La géographie des Temps modernes fournit durant quatre siècles des visions du monde extrêmement contrastées : utopies, légendes, chimères, prodiges et hypothèses se mêlent à une scientificité qui s’affine : mesure précise du méridien, pesanteur et déclinaison magnétique, quantification, introduction des statistiques, recherche de principes universels.
Les chocs culturels sont considérables. On continue à chercher avec le plus grand sérieux où sont localisés le Paradis, le sixième continent antipodal, l’Eldorado ou les îles Fortunées, mais en même temps on quadrille méthodiquement la planète, on la contrôle systématiquement par le filet serré des latitudes et des longitudes, on la démystifie à coups de cartes savantes et de statistiques austères.

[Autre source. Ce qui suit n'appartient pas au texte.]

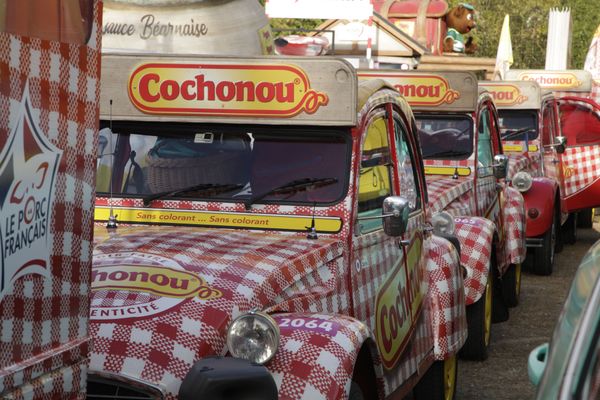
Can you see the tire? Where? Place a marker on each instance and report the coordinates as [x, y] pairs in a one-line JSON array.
[[355, 392], [569, 230], [479, 323], [543, 262], [511, 285], [439, 382], [585, 218]]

De même, tandis que certains assimilent encore la Terre à un être vivant capricieux ou la voient comme le centre unique et glorieux du cosmos, d’autres démontrent qu’elle n’est qu’un minuscule et banal grain de sable dans l’univers désormais infini de la pluralité des mondes.
De l’imaginaire dans les représentations géographiques aux assimilations de la nouvelle immensité en passant par la conscience de la finitude du monde, les géographes dessinent peu à peu les nouveaux systèmes de compréhension du monde.